Thursday, November 5, 2009

Geology, Geohistory, and "Psychohistory": The (Continuing) Debate Between Uniformitarians and Catastrophists

Fact Article by Richard A. Lovett

Lovett looks at the theory that the Minoan civilization on ancient Crete was wiped out by volcanoes or an "earthquake storm" rather than slow decay of civilization. He also writes about J Harlon Bretz's struggle to convince other geologists that the scablands of Washington state were the result of a giant flood. It is a rather sad story how other scientists treated him, but Bretz's flood eventually became the accepted view (an enormous glacial lake formed by an ice dam in Montana drained all at once).

The theme of the article is that scientists, in this case geologists and archeologists, tend to latch on to an over-broad idea and then ignore evidence to the contrary, even if it is one contrary case that wouldn't disprove the idea. He compares Asimov's Foundation series and Bradbury's "A Sound of Thunder"in order to link the discussion to scifi, and then does a little hedging at the end as to his own like of gradualism.

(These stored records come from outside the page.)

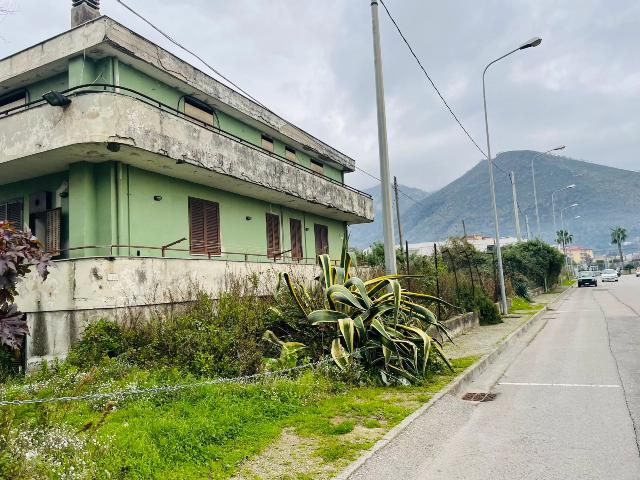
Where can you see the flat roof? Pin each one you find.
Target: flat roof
(104, 37)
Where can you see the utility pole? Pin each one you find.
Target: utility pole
(516, 216)
(385, 180)
(395, 188)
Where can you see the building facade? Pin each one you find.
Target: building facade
(113, 148)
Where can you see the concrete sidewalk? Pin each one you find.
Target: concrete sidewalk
(560, 411)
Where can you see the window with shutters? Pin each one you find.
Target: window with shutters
(317, 167)
(295, 227)
(273, 236)
(204, 227)
(322, 239)
(11, 211)
(198, 110)
(290, 154)
(53, 231)
(13, 100)
(267, 143)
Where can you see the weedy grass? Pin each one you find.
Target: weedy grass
(204, 432)
(519, 304)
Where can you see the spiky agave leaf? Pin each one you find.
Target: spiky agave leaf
(347, 328)
(339, 354)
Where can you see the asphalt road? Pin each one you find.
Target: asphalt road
(568, 406)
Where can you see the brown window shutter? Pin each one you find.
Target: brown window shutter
(322, 239)
(212, 228)
(196, 226)
(296, 238)
(12, 212)
(53, 230)
(273, 236)
(204, 227)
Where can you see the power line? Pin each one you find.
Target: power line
(179, 45)
(228, 80)
(430, 79)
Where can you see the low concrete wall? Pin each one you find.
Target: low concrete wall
(457, 326)
(78, 292)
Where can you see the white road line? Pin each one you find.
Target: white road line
(526, 384)
(572, 311)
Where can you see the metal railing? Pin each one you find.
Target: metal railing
(113, 251)
(118, 90)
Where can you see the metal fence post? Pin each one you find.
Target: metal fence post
(435, 259)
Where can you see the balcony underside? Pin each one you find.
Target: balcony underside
(108, 126)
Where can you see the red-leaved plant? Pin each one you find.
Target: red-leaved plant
(19, 252)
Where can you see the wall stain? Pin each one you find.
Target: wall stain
(40, 342)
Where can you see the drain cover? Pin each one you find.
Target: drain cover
(479, 397)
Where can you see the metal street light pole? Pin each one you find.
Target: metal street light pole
(383, 149)
(553, 204)
(535, 192)
(514, 195)
(564, 232)
(534, 42)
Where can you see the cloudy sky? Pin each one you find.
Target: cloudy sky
(312, 63)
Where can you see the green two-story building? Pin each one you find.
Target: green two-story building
(113, 148)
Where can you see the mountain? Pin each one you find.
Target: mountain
(606, 196)
(363, 235)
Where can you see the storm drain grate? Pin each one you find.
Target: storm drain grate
(479, 397)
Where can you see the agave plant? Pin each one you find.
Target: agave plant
(378, 323)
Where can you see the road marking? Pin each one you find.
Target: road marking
(558, 385)
(572, 311)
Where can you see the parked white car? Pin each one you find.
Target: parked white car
(609, 275)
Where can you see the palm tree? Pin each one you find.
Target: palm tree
(564, 238)
(618, 237)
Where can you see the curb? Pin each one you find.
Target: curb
(468, 376)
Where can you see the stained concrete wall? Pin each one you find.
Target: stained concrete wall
(78, 292)
(108, 126)
(104, 38)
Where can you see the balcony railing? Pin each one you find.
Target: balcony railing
(97, 88)
(114, 251)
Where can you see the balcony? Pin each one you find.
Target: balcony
(102, 125)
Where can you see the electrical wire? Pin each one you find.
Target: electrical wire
(244, 92)
(182, 47)
(430, 79)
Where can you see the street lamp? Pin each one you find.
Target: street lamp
(564, 232)
(534, 42)
(553, 204)
(562, 211)
(535, 193)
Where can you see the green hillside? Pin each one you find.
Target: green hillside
(607, 197)
(364, 235)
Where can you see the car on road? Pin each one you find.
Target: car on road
(587, 277)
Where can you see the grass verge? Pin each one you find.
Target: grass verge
(205, 432)
(519, 304)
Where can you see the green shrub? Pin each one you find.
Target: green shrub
(100, 339)
(522, 290)
(487, 311)
(211, 338)
(6, 364)
(374, 324)
(477, 301)
(534, 260)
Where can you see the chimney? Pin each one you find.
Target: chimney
(83, 11)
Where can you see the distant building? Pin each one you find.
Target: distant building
(479, 242)
(143, 176)
(580, 255)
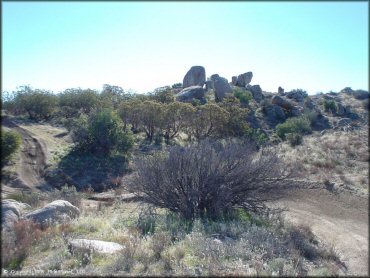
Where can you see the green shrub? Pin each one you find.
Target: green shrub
(244, 96)
(38, 104)
(10, 143)
(298, 125)
(294, 139)
(102, 132)
(330, 105)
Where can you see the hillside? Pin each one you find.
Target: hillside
(295, 167)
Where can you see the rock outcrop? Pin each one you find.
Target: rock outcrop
(282, 102)
(297, 96)
(256, 92)
(244, 79)
(274, 113)
(196, 76)
(11, 212)
(56, 211)
(189, 94)
(98, 246)
(234, 80)
(221, 86)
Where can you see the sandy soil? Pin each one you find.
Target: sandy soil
(339, 220)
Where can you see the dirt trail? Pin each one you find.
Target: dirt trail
(32, 158)
(340, 220)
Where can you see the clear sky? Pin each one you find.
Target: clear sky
(316, 46)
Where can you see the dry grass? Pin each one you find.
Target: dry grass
(336, 157)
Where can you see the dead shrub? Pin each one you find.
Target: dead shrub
(210, 178)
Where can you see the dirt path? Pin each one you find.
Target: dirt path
(32, 158)
(339, 220)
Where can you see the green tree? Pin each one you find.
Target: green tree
(297, 125)
(38, 104)
(176, 118)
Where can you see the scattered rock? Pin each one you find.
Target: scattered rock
(196, 76)
(308, 103)
(11, 211)
(191, 93)
(321, 122)
(282, 102)
(257, 93)
(244, 79)
(347, 90)
(56, 211)
(297, 95)
(221, 86)
(98, 246)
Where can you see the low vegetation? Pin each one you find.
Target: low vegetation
(10, 143)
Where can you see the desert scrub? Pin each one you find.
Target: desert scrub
(297, 125)
(10, 143)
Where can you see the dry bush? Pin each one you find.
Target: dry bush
(210, 178)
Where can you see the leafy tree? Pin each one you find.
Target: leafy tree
(10, 143)
(244, 96)
(102, 132)
(163, 95)
(151, 118)
(76, 101)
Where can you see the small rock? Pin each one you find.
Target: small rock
(191, 93)
(244, 79)
(282, 102)
(56, 211)
(98, 246)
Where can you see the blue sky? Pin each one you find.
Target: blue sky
(316, 46)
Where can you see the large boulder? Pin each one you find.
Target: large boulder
(89, 246)
(244, 79)
(191, 93)
(11, 212)
(297, 96)
(56, 211)
(256, 93)
(221, 86)
(196, 76)
(282, 102)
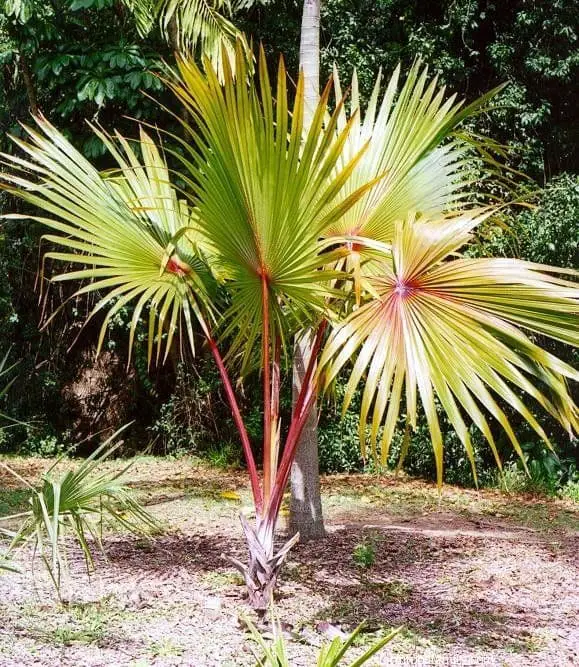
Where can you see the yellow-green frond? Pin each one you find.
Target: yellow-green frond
(124, 231)
(451, 331)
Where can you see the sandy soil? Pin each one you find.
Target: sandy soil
(474, 579)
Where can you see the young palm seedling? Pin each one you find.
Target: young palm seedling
(77, 504)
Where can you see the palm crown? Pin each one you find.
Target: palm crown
(352, 222)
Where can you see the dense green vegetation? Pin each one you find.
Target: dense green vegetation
(84, 59)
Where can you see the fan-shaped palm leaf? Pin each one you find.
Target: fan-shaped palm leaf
(409, 133)
(128, 230)
(193, 26)
(76, 503)
(449, 329)
(264, 194)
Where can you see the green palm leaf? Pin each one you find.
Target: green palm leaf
(423, 167)
(76, 503)
(264, 193)
(193, 26)
(136, 241)
(450, 330)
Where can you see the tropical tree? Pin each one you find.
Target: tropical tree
(351, 227)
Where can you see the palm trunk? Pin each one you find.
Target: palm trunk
(306, 504)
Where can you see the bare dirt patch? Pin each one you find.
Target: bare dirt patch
(474, 578)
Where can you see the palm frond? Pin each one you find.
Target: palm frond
(201, 27)
(423, 167)
(129, 231)
(76, 503)
(451, 330)
(274, 654)
(264, 193)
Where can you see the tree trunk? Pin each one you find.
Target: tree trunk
(310, 56)
(306, 503)
(306, 516)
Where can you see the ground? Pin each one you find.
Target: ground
(474, 578)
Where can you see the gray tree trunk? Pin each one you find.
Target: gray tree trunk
(306, 503)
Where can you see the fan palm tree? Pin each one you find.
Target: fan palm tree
(351, 228)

The information in the article was interesting, but I have a few problems with it overall. The science fiction references were unnecessary, besides the point, and dragged the article out for no reason. The conclusion I thought he was leading up to: that Chaos Theory (Vibrating String History, etc) type ideas can be a sort of middle ground and are generally more correct than sticking blindly to the idea that either catastrophes don't matter or gradual trends don't matter, is something I heartily agree with, and where most of the article seems headed. And then in the last line, he takes back everything interesting he said: "Scientifically, I like grand unifying theories like gradualism. In fiction? Give me a little bit of vibrating-string chaos, any day." I mean come on, grow a pair Dr. Lovett. So you prefer your science blinkered, but at least Ray Bradbury was a good writer, and Asimov wasn't stupid. How insightful.